Investigators early on ruled out an explosive device, Fruetel said, despite the presence of Department of Homeland Security personnel at the scene on Wednesday.

"It is too early to ­speculate, and this incident remains under investigation," said CenterPoint Energy spokeswoman Becca Virden, adding that the company is working with Minneapolis Fire Department investigators.

Virden said the company's early results point away from natural gas. But "it could be a different type of gas," she said.

The two agencies strongly disputed a Star Tribune report in Friday's paper that they were at odds over the explosion's cause.

Eyewitness accounts

Neither Qobey nor blast survivor Hersi Hassan, 29, said they smelled gas before the explosion. Hassan, who spoke to the Star Tribune on Friday from his hospital room at HCMC, said the building was on fire when he woke up.

"I see a lot of fire," he said, and then he told his sister, who also lived there: "Wake up! Wake up!"

He broke a window and jumped from his second-floor apartment. He broke his leg doing so and suffered minor frostbite after waiting outside for help for 45 minutes, he said.

Qobey broke both legs and his back when he jumped to the sidewalk 20 feet below his apartment window.

Both men said they did not hear any fire alarms.

After two inspections in 2010, the building's owner was ordered to fix several safety problems. Those issues had been fixed, according to city records released Thursday.

HCMC said it is treating three people critically injured in the fire and five others in satisfactory condition. One person has recovered sufficiently to leave the hospital.

The University of Minnesota Medical Center, Fairview, said that it is treating at least two victims, one in serious condition with broken bones and another in good condition with back pain. They were not ­identified.

A Red Cross official said it had helped two victims and stood ready with housing, food, clothing and mental health counseling for others displaced.

The Salvation Army plans to send people to the Brian Coyle Center, 420 15th Av. S., from 2 to 4 p.m. Saturday to offer aid. The agency said it is housing three survivors and can help others with relocation expenses, household items, furniture and personal items. It's also offering to help pay funeral expenses for the two men who were killed.

The Confederation of Somali Community in Minnesota has opened a Wells Fargo Bank account to aid victims and their families.
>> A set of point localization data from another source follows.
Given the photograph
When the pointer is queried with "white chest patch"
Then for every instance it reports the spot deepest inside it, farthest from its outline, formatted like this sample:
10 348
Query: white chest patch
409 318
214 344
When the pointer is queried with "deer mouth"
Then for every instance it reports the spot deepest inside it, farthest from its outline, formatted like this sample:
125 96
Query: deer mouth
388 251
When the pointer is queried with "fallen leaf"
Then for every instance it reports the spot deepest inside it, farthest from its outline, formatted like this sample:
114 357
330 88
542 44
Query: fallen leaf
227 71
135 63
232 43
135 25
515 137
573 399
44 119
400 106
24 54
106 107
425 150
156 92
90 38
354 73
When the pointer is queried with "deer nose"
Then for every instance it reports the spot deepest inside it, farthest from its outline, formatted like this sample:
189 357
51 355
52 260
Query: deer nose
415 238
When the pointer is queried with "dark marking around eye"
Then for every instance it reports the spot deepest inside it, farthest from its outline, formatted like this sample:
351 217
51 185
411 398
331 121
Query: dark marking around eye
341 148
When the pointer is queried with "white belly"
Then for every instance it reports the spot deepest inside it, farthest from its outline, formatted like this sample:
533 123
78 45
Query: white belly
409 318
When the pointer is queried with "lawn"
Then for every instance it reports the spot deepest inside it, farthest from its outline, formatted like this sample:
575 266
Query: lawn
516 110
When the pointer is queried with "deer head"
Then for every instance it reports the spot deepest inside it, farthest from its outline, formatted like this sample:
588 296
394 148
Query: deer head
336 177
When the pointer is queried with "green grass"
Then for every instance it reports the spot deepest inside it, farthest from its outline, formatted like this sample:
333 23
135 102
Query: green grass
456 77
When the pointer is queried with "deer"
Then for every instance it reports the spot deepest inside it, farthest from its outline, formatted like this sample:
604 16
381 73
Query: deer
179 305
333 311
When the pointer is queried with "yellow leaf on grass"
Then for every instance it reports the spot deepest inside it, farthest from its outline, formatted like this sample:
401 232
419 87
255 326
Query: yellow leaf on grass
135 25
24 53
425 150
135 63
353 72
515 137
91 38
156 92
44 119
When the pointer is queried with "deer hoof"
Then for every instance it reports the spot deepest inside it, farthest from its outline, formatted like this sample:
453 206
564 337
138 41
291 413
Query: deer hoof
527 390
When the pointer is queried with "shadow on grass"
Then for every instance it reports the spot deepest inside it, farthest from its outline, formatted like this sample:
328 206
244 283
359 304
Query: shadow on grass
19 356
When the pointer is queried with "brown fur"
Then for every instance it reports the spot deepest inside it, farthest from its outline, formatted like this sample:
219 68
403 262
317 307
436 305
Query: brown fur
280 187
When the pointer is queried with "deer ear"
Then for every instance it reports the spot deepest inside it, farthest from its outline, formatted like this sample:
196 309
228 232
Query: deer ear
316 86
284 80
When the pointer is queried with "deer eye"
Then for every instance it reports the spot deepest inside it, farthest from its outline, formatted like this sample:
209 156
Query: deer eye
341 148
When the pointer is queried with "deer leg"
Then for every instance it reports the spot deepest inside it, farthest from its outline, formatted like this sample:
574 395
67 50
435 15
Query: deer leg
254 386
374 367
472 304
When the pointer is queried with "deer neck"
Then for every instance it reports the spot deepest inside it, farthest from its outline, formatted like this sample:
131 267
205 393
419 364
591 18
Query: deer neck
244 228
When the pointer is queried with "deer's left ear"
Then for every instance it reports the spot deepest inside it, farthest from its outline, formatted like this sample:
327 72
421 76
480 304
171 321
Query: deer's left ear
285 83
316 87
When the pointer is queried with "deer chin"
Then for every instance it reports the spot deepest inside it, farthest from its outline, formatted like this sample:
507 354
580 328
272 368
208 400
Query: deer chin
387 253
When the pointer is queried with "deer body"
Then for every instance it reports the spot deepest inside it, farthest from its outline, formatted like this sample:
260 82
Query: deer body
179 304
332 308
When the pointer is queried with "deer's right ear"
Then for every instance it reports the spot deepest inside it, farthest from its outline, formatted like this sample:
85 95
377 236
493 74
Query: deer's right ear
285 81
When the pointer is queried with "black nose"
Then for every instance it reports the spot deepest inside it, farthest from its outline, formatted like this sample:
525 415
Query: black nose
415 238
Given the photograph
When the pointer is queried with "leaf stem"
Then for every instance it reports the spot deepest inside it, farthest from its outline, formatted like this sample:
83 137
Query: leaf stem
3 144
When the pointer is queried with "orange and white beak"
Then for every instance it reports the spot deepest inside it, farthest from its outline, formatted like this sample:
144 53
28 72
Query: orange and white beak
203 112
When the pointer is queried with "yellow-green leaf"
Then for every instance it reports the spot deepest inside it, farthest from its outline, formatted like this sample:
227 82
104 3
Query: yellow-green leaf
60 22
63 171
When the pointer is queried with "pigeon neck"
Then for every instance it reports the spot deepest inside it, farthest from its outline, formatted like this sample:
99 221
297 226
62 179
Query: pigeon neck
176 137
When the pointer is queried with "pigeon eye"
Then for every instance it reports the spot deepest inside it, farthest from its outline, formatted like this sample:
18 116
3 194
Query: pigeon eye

More information will be available on the organization's website at

Augsburg College and the Cedar Cultural Center are organizing a benefit concert at the Cedar, just down Cedar Avenue from the building, for Jan. 24, according to a college spokeswoman.

Mosque displaced

The fire also displaced the Masjid Dar Al-Hijrah mosque and the Islamic Civic Society of America from their building, which wraps around the destroyed grocery-apartment building.

Several Christian and Jewish community leaders stepped forward Friday to offer their spaces for worship.

The gesture cheered Jibril Afyare, an IBM software programmer and chairman of the Somali Citizens League.

"Our focus right now is for the victims, but I'm really touched by how we all can come together as humans, and that really says a lot," he said.